Bookmark and Share

Notice: On April 23, 2014, Statalist moved from an email list to a forum, based at statalist.org.


[Date Prev][Date Next][Thread Prev][Thread Next][Date Index][Thread Index]

Re: st: exploratory data analysis for finding substitutes and complements


From   Nick Cox <[email protected]>
To   [email protected]
Subject   Re: st: exploratory data analysis for finding substitutes and complements
Date   Fri, 30 Sep 2011 18:31:05 +0100

If this were my problem I would restructure to fewer variables and do
something like a correspondence analysis.

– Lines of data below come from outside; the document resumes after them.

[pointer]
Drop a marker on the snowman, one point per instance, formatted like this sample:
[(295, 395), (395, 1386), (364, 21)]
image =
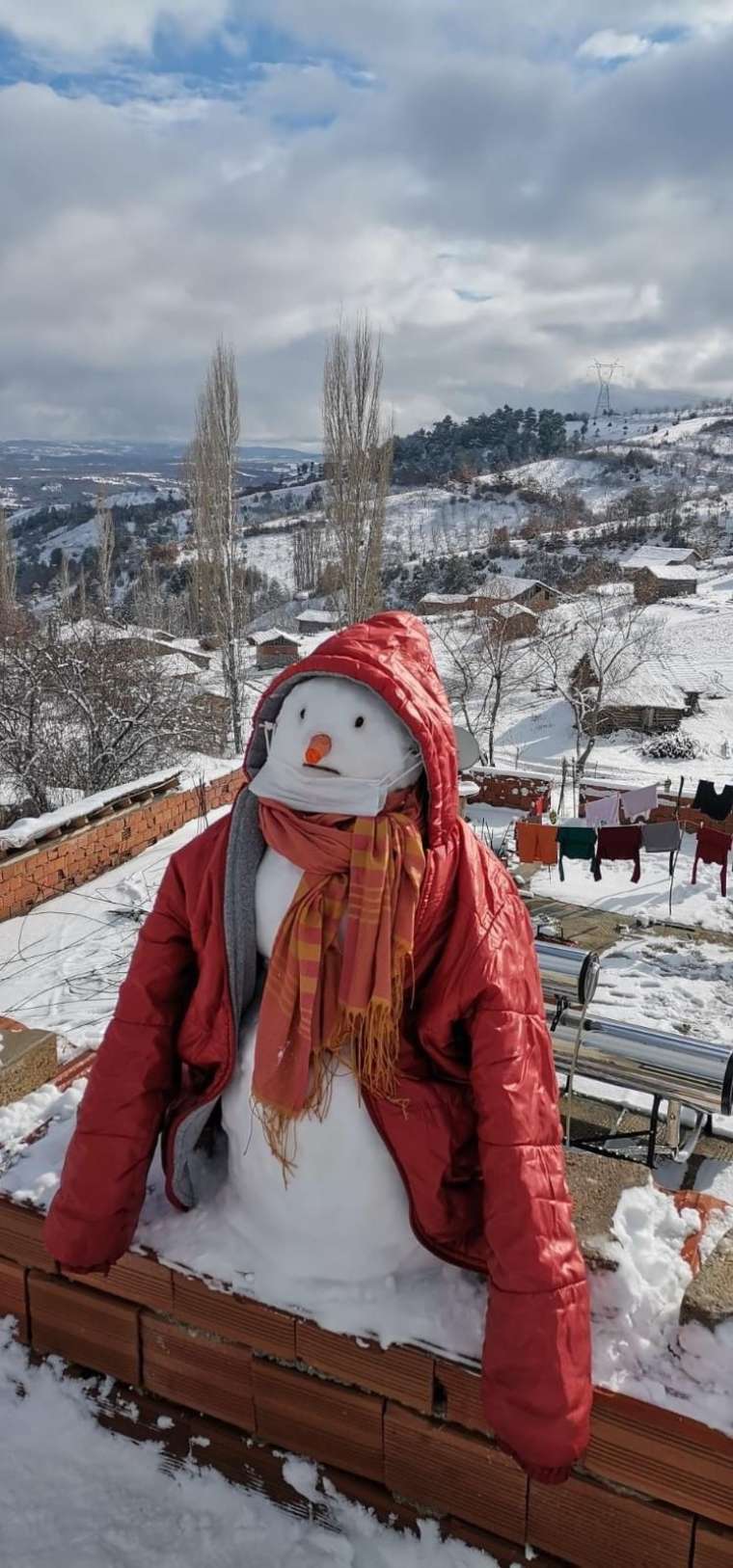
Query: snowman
[(335, 750), (335, 1010)]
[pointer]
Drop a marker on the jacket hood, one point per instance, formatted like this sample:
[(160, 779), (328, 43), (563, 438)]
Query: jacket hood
[(392, 654)]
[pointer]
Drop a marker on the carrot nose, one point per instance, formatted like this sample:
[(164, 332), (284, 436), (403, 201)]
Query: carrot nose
[(317, 748)]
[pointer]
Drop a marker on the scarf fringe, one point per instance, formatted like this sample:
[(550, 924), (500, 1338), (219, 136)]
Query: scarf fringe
[(366, 1041)]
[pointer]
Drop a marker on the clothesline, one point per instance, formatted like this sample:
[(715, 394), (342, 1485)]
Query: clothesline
[(605, 838)]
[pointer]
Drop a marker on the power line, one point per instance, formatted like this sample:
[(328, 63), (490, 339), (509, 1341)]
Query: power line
[(605, 372)]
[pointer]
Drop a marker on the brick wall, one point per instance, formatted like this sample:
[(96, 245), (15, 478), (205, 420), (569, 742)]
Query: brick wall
[(665, 808), (509, 789), (395, 1429), (74, 858)]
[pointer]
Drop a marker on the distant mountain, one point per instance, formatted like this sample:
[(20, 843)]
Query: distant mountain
[(54, 473)]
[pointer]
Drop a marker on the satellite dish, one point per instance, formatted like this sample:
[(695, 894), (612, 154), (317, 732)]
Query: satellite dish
[(468, 748)]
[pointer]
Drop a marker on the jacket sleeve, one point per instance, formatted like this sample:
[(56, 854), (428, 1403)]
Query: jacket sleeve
[(537, 1382), (93, 1217)]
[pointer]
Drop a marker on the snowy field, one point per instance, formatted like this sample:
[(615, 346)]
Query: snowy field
[(77, 1497), (62, 966)]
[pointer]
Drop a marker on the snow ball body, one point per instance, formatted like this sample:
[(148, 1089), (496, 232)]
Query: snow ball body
[(344, 1212)]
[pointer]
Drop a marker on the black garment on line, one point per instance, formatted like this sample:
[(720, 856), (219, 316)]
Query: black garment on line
[(715, 803)]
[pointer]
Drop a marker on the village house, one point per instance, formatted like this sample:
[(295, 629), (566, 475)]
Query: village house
[(660, 555), (317, 621), (275, 648), (650, 698), (663, 582), (515, 590), (518, 620), (445, 604)]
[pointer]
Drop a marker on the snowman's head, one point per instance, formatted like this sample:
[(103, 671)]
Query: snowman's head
[(337, 745)]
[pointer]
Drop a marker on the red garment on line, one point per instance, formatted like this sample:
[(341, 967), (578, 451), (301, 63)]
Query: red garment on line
[(475, 1127), (713, 849), (619, 844)]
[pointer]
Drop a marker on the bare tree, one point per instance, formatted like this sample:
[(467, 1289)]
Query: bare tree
[(589, 649), (84, 709), (105, 551), (358, 463), (8, 598), (307, 555), (222, 591), (487, 665), (62, 590)]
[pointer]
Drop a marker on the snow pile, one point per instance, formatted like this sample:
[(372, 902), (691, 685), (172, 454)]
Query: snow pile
[(97, 1498), (635, 1308), (62, 964), (638, 1345)]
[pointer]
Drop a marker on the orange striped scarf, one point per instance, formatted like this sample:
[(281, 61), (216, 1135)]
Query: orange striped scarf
[(319, 996)]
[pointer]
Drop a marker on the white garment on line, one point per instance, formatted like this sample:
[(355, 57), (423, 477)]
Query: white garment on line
[(603, 813), (639, 801)]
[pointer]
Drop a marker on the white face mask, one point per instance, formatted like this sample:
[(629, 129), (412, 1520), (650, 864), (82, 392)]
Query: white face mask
[(315, 791)]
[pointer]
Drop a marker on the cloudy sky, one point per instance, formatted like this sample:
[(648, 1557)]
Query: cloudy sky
[(510, 188)]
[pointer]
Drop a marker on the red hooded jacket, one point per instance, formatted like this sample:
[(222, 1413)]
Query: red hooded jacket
[(479, 1149)]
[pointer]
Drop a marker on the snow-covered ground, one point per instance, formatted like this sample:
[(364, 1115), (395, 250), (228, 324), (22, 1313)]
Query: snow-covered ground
[(62, 966), (647, 901), (77, 1497)]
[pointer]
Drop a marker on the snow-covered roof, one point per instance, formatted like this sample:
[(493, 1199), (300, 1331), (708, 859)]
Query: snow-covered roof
[(445, 598), (510, 586), (322, 616), (672, 574), (509, 610), (657, 555), (652, 684), (273, 635)]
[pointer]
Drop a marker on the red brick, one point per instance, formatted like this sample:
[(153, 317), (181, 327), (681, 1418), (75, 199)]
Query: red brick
[(85, 1327), (234, 1317), (20, 1230), (592, 1527), (454, 1473), (193, 1369), (663, 1454), (400, 1372), (713, 1547), (13, 1300), (319, 1419), (134, 1279), (460, 1392)]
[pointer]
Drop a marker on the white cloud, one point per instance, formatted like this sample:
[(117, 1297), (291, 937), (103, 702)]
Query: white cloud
[(97, 27), (614, 45)]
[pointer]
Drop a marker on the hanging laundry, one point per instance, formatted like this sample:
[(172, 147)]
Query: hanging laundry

Ecologists often have data for lots of sites and lots of species, and
sometimes lots of times too. At first stab, their problem is similar:
you want to see which species occur together. With over a hundred
items some favourite methods such as scatter plot matrices and
correlation matrices pose as many problems as they solve. I think you
have to bite the multivariate bullet somehow.

I would collapse over week in the first instance.

In Stata terms, you would probably need to -reshape long- to get a
structure of item, store, week, expenditure.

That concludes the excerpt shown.